Senator Patty Murray (D-WA), Chairman of the Senate Veterans’ Affairs Committee, said, “This bill is designed to ensure that our veterans have the facts to make their own decisions and to defend themselves from being taken advantage of. We can’t allow them to get anything less than the full potential of this benefit – because so much is riding on it.”
According to the Senate Veterans Affairs Committee press release, the GI Bill Consumer Awareness Act of 2012 complements veterans’ educational assistance programs by requiring VA to provide beneficiaries with easy-to-understand information about schools that are approved for GI Bill use.
• Information Availability: Calls for disclosure of, among other data, statistics related to student loan debt, transferability of credits earned, veteran enrollment, program preparation for licensing and certification, and job placement rates.

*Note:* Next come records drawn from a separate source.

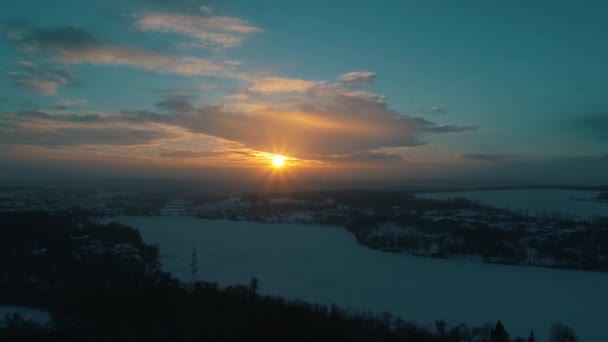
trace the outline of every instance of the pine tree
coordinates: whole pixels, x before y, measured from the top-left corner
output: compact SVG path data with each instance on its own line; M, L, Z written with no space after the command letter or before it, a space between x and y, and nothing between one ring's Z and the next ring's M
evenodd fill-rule
M536 337L534 337L534 330L530 330L530 336L528 336L528 342L536 342Z
M490 332L490 342L509 342L509 333L501 321L496 322L494 329Z

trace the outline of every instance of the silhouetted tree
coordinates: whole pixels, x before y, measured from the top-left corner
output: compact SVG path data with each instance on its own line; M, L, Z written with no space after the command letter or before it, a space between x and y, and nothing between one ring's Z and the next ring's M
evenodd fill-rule
M474 327L471 329L472 337L475 341L488 342L490 340L490 334L494 330L492 323L486 323L481 327Z
M576 342L576 340L574 330L561 323L553 325L549 330L549 342Z
M258 294L258 288L259 288L258 278L252 277L251 280L249 281L249 293L252 296L257 295Z
M534 330L530 330L530 336L528 336L528 342L536 342L536 337L534 337Z
M490 332L490 342L509 342L509 333L501 321L496 322L494 329Z
M472 342L473 335L471 334L471 329L466 324L460 324L452 329L448 333L450 341L459 341L459 342Z
M437 320L437 321L435 321L435 329L437 329L437 335L445 336L445 331L447 329L447 323L445 321Z

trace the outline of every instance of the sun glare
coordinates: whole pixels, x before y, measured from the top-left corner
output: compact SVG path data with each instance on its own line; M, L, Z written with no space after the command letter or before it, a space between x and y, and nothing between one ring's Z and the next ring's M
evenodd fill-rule
M279 155L272 156L272 166L278 169L283 167L283 165L285 165L285 157Z

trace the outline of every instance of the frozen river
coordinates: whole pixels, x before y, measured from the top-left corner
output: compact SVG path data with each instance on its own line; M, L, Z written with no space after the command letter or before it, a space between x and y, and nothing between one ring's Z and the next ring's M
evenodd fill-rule
M392 254L358 245L334 226L191 217L123 217L161 248L165 270L188 281L192 243L201 280L260 280L264 294L389 311L406 320L481 325L501 319L511 336L553 323L582 341L608 341L608 274Z

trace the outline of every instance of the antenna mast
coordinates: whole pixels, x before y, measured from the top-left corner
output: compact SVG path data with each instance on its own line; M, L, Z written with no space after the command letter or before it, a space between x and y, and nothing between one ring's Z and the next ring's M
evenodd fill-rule
M192 261L190 262L190 285L198 280L198 259L196 257L196 244L192 243Z

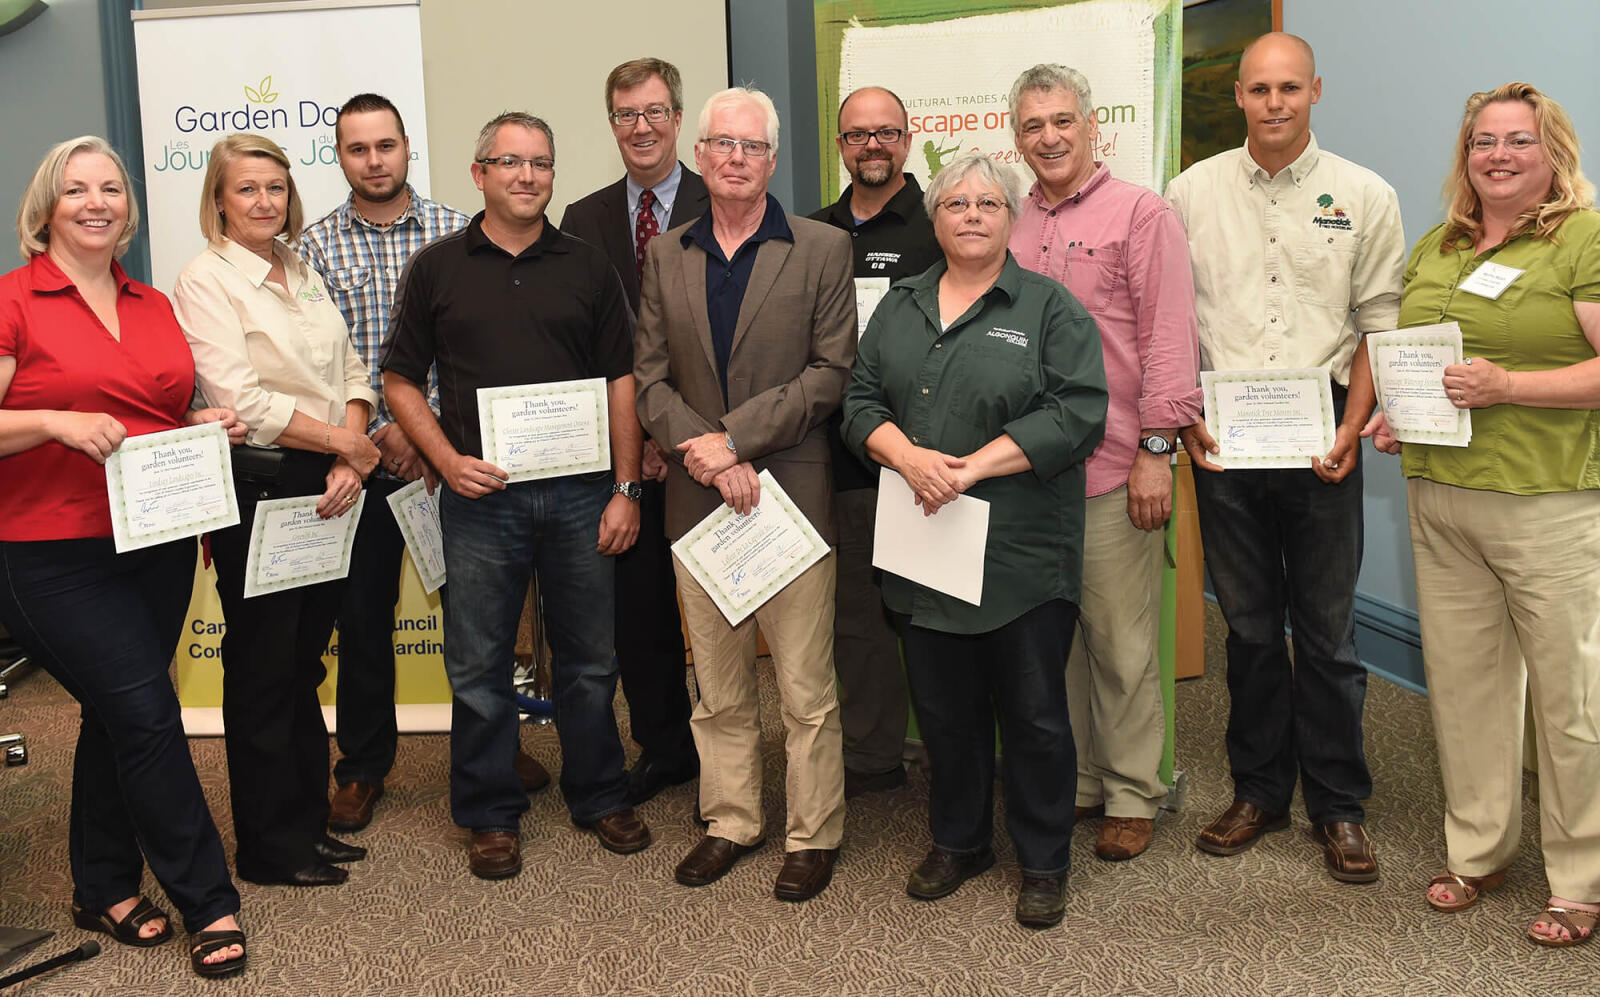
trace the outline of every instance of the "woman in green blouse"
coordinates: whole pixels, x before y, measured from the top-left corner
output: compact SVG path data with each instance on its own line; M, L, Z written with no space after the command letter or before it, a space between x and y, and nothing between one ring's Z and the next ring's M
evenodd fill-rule
M1006 250L1022 188L956 157L924 195L944 261L873 313L845 394L845 442L899 473L921 515L987 501L977 605L885 575L932 772L933 848L906 892L947 896L994 864L994 725L1006 826L1022 867L1017 920L1065 906L1077 764L1067 652L1083 565L1083 461L1105 429L1100 334L1071 294ZM915 510L907 510L918 514Z
M1448 871L1427 899L1461 910L1516 858L1526 688L1551 892L1528 936L1551 946L1600 914L1600 214L1578 164L1536 88L1473 94L1400 308L1402 326L1460 324L1444 388L1472 409L1471 445L1402 458L1445 791ZM1368 430L1400 452L1381 416Z

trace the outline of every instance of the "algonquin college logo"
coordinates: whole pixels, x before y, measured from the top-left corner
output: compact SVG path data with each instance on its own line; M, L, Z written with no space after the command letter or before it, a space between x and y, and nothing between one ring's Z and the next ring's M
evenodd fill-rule
M1343 229L1346 232L1350 230L1350 219L1345 215L1344 209L1334 203L1332 194L1323 194L1317 198L1317 206L1322 209L1322 213L1312 218L1311 224L1319 228Z
M283 147L285 154L305 166L337 162L332 129L339 117L338 104L304 99L280 102L283 95L274 87L271 74L257 82L242 83L239 95L244 100L238 104L184 103L175 108L171 120L174 134L162 145L150 168L157 173L203 170L212 142L230 132L299 133L299 142L286 139L289 145Z

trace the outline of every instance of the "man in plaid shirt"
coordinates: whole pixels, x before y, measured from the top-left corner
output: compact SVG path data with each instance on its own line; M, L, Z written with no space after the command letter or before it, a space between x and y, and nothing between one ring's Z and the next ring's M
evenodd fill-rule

• Information Dissemination: Requires VA to provide educational beneficiaries with easy-to-understand information about schools that are approved for GI Bill benefit use.

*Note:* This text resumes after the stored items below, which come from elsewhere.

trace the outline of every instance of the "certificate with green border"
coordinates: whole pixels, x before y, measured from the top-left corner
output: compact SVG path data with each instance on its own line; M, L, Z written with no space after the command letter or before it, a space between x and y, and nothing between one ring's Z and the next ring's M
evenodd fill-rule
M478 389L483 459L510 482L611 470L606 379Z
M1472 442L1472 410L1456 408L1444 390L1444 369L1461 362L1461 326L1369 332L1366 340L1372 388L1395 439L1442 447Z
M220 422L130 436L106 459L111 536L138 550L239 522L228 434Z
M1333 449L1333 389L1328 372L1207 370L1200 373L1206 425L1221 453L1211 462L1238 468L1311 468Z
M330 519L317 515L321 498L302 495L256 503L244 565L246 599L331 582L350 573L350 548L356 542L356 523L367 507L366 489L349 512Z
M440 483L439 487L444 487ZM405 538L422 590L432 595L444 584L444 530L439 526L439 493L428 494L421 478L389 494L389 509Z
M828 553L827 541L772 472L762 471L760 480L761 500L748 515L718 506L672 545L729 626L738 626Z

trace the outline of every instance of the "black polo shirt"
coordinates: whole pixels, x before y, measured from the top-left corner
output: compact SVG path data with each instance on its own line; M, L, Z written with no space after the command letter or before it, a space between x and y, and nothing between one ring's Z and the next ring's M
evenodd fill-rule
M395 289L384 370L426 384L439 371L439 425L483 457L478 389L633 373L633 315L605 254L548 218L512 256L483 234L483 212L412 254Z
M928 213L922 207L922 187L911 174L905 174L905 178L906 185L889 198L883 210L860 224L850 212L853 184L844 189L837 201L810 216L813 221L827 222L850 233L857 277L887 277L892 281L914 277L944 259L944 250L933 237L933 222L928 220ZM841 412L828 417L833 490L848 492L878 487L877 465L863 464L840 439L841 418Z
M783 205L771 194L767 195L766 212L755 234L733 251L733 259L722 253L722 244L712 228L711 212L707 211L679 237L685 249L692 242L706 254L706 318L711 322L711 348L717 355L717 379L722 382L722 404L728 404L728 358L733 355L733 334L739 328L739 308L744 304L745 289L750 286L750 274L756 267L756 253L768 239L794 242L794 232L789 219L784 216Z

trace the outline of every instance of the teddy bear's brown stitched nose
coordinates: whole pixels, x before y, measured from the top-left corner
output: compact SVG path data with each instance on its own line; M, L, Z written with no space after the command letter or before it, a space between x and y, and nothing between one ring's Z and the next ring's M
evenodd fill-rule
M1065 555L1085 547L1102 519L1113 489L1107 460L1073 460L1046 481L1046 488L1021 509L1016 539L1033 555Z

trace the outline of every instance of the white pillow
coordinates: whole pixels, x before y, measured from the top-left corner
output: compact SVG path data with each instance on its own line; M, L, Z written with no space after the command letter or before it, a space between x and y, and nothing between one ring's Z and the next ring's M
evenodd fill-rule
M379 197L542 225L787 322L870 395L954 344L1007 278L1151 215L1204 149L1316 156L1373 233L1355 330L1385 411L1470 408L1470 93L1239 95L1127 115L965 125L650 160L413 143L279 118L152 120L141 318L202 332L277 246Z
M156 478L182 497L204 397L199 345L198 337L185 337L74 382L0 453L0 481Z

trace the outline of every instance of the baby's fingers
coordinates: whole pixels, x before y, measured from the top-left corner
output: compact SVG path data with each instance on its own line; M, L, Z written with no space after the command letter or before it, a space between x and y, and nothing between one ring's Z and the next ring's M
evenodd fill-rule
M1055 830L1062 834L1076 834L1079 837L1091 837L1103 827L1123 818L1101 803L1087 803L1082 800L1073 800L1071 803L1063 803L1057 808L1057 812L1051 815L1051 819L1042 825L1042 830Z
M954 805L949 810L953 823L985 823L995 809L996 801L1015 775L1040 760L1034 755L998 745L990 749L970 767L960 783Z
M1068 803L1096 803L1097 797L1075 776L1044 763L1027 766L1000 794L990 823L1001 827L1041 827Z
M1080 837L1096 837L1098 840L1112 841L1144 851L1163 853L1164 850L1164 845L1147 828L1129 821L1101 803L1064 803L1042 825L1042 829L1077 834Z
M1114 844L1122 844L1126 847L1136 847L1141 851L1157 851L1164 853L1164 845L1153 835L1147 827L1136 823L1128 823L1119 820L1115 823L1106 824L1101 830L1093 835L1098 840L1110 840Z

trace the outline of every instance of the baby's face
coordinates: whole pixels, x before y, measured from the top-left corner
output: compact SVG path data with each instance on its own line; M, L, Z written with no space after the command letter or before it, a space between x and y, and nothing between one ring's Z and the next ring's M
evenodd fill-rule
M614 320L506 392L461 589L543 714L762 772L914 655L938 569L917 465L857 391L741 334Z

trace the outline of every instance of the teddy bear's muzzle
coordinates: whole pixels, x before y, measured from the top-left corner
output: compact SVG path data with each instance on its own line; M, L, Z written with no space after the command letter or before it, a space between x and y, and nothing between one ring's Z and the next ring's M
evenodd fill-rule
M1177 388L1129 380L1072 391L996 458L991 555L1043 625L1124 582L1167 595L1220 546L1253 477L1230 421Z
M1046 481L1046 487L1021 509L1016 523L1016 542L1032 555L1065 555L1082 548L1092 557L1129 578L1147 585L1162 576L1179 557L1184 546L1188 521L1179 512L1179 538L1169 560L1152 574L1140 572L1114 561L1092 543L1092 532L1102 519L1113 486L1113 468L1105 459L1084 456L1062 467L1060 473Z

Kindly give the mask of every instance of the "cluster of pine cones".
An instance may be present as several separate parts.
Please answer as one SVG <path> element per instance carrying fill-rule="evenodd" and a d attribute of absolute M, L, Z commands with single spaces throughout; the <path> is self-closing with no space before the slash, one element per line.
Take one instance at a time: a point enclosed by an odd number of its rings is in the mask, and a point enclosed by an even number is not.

• Staffing and Training: Requires educational institutions to have at least one employee who is knowledgeable about benefits available to servicemembers and veterans. This legislation further requires that academic advising, tutoring, career and placement counseling services, and referrals to Vet Centers are available and that institutions offer training to faculty members on matters that are relevant to servicemembers and veterans.

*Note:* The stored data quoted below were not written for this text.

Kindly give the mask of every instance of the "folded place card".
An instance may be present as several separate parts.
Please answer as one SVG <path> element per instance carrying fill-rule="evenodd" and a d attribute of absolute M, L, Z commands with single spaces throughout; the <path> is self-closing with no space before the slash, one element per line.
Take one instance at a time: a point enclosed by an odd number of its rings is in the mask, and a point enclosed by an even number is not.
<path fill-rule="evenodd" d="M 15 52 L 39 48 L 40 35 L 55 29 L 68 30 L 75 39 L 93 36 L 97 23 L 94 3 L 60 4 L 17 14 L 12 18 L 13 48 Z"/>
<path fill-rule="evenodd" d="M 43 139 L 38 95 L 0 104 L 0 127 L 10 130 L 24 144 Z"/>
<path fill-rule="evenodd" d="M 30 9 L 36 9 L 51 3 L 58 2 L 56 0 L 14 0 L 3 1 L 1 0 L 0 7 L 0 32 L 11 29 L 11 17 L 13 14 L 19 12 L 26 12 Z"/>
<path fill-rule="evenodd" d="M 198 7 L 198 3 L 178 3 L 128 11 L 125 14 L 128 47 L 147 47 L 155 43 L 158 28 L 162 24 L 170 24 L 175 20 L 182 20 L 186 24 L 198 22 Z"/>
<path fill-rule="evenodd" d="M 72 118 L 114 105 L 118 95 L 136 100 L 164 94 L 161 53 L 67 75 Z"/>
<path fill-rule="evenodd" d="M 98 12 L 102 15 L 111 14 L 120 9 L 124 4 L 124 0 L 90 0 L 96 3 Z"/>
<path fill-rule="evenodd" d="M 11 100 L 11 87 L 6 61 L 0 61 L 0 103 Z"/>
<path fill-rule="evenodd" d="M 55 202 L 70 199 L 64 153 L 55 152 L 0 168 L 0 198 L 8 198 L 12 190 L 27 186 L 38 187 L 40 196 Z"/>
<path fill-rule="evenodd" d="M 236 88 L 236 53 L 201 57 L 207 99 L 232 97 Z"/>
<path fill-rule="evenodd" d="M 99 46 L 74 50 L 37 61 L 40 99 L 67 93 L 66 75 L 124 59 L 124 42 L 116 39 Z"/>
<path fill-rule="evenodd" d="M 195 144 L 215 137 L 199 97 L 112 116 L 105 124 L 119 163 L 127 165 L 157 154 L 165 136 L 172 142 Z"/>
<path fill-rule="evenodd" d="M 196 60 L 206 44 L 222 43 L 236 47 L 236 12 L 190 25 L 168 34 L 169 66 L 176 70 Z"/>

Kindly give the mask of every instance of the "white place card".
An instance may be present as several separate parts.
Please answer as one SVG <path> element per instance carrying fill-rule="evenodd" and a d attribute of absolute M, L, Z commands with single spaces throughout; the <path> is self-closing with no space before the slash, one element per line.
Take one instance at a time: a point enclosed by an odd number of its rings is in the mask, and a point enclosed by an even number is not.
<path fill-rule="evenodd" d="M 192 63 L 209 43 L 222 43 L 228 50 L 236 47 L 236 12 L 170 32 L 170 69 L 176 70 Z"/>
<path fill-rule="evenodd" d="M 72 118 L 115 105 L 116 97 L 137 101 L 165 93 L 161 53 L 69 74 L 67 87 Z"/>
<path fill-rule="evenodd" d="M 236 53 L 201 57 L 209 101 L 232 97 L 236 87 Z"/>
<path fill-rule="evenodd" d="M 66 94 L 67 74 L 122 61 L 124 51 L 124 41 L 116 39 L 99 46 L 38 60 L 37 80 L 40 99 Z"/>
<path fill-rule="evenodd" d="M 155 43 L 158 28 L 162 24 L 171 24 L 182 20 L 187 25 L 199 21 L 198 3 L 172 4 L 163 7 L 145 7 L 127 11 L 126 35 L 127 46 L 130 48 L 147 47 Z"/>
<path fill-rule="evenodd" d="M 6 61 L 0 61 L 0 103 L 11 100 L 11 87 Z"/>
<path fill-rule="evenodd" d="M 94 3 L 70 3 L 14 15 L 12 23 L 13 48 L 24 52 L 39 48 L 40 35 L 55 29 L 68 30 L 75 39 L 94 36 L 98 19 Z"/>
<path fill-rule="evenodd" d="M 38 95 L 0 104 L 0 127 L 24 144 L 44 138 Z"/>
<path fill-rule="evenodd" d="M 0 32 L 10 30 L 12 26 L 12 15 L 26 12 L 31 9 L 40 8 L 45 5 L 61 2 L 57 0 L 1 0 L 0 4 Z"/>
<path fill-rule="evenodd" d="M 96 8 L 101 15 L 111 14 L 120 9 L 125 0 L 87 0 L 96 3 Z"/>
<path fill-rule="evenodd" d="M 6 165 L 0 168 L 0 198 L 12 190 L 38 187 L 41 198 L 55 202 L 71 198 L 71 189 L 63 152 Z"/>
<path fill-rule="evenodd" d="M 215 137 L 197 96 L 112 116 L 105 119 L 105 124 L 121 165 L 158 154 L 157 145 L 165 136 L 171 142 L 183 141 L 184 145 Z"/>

• Curbing Misleading Marketing and Aggressive Recruiting: Requires VA and the Department of Defense to develop a joint policy on aggressive recruiting and misleading marketing aimed at servicemembers, veterans, and other beneficiaries.
• Educational Counseling: Makes educational counseling available to more beneficiaries.
Any action taken to help veterans make wise choices before deciding on a college is a great step. In fact the Defense Activity for Non-Traditional Education Support (DANTES) offers servicemembers (anyone actually) a great tool called the Distance Learning Readiness Self-Assessment which can help prospective students decide if taking online classes is right for them.
However, the DoD and VA should also be required to assess and train veterans to ensure they are academically prepared before they enroll for school. Programs like Veterans Upward Bound offer that type of assessment, tutoring and counseling opportunities. Unfortunately, due to very limited funding, VUB is only available at 47 sites nationwide.